We know D.C. Get our free newsletter to stay in the know.

As expected, MC Big Wax is quite displeased with the first three months of Vincent Gray‘s mayoralty. The Lincoln Heights rapper, whose last-minute YouTube salvo “Don’t Leave Us Fenty” last August couldn’t quite shore up the then-mayor’s re-election campaign, released a video yesterday for his song critiquing the nascent Gray administration.

“Don’t Leave Us Fenty” lambasted candidate Gray for his tenure leading the D.C. Department of Human Services, Ward 5 Councilmember Harry Thomas Jr.‘s side gig running a questionable nonprofit organization, and home-improvement favors performed for Gray by the contractor William C. Smith & Co. Big Wax even took a swipe at Washington City Paper, specifically for a November 2009 cover story on the inner workings Peacoholics, the youth-services group run by Fenty confidante Ron Moten, who produced “Don’t Leave Us Fenty,” as well as this new track.

Wax and Moten’s new barrage rewrites Kanye West‘s “Power,” swapping out Yeezy’s self-aggrandizing paranoia for fresh barbs against Gray’s proposed budget and coterie of ethically challenged advisers. From the opening verse, including the rhyme “the Gray administration seems to be getting everything wrong/every corrupt politician needs their own theme song,” it’s clear none of the Wilson Building’s current occupants will be spared.

Except it’s not Wax and Moten’s song, it’s West’s. Borrowing beats is common in hip-hop. Parody lyrics, when done well, can be great, though it’s a technique perfected by the likes of “Weird Al Yankovic.

This is not to say that Wax doesn’t have enough grievances for a decent protest song. The Ward 7 MC slams Gray for planning cuts to welfare services while raising taxes and fees on things like parking garages, alcoholic beverages, and the Circulator bus.

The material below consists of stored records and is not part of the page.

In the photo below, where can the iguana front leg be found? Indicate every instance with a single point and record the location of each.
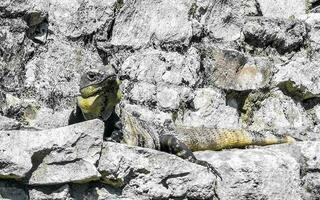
(76, 116)
(170, 144)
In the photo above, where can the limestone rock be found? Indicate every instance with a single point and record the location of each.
(74, 19)
(41, 155)
(264, 173)
(209, 110)
(222, 20)
(57, 193)
(276, 112)
(299, 78)
(144, 23)
(10, 190)
(285, 35)
(138, 172)
(230, 69)
(282, 9)
(8, 124)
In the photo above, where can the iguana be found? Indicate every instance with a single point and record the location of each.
(100, 93)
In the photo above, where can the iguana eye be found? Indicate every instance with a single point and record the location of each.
(91, 76)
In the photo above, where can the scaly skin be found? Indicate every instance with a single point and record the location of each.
(100, 93)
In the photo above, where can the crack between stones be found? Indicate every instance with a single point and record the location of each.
(36, 160)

One budgetary charge is especially telling, with Wax lamenting “last summer it was 22,000 summer jobs/this summer it’s 10,000, wonder why the young’uns rob.” It’s hard not to see that line being penned by Moten, whose group received roughly $10 million in city funds between 2005 and 2009.

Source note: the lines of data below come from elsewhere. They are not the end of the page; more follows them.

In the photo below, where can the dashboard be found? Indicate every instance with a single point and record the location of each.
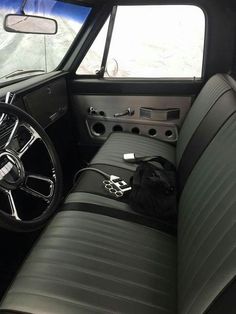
(44, 97)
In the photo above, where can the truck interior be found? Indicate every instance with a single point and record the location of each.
(83, 83)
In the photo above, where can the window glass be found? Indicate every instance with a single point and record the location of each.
(93, 59)
(163, 41)
(20, 53)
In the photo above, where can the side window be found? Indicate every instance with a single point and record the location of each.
(93, 59)
(161, 41)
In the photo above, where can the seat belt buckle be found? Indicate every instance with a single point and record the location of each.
(129, 157)
(115, 185)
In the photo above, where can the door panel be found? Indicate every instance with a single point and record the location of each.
(155, 116)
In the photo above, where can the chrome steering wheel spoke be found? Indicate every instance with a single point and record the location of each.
(14, 212)
(13, 134)
(34, 136)
(25, 183)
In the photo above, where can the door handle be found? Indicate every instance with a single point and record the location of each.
(127, 112)
(160, 114)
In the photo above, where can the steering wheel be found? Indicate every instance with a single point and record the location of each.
(28, 198)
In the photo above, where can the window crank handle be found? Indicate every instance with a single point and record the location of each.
(127, 112)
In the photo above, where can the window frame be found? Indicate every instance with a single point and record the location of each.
(107, 43)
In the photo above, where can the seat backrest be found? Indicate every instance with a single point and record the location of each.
(213, 91)
(207, 229)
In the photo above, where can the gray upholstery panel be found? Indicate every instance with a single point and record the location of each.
(95, 199)
(211, 92)
(88, 263)
(207, 230)
(111, 153)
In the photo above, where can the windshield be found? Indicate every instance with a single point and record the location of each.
(22, 55)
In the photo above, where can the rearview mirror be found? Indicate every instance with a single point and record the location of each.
(30, 24)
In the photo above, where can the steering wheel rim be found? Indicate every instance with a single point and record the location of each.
(14, 177)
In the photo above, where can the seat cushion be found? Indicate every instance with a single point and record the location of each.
(89, 263)
(111, 153)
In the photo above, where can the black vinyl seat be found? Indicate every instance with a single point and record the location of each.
(217, 97)
(91, 263)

More jabs land on Gray’s approach to teacher reinstatements, the proposed $113 million in cuts to social services, and his chucking of Gerri Mason Hall as chief of staff amid growing criticism of questionable hires in the mayor’s office. But the nastiest rhymes are saved for l’affaire Rochelle Webb. Not only are there several lines recounting Webb’s brief tenure as acting director of the Department of Employment Services—”He had Rochelle Webb staying at the W/She ran up a two-month bill, Vince tell the truth” and later, “Brought in Rochelle Webb all the way from Arizona”—the video was filmed outside the very W Hotel where Webb stayed, at 15th and F streets NW, prompting City Paper Managing Editor Mike Madden to ask if “this first-ever hip-hop video about government rates at hotels for relocating bureaucrats?”

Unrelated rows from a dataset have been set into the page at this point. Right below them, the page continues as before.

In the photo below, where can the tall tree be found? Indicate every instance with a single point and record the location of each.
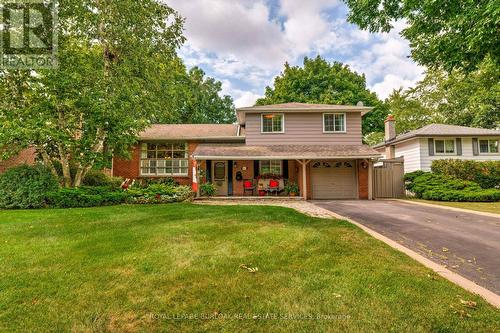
(330, 83)
(448, 34)
(452, 98)
(196, 98)
(106, 89)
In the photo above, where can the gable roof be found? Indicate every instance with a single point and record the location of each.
(299, 107)
(263, 152)
(230, 132)
(441, 130)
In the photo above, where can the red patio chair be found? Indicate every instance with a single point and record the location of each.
(274, 186)
(248, 186)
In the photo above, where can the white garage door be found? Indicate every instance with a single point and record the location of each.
(334, 180)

The song, Mike DeBonis reported last week, is effectively Moten’s rebuttal to Gray’s recent State of the District address. And whereas Gray focused on things like Washington being ranked as the country’s “happiest city,” it’s clear Big Wax and Moten disagree. We just wish they could have been as creative in their songwriting this time as they were during the 2010 mayoral campaign. Moten has deep cred in the go-go community, and Big Wax is a solid MC. They came up with some original music for their Fenty torch songs last year; perhaps the Gray administration has depressed them so much they can only resort to rewriting Billboard Hot 100 songs. Could the Vince Gray version of Rebecca Black‘s “Friday” be far behind? Though given that song’s deliberations over where to sit in a car, it might be more of a Kwame Brown thing.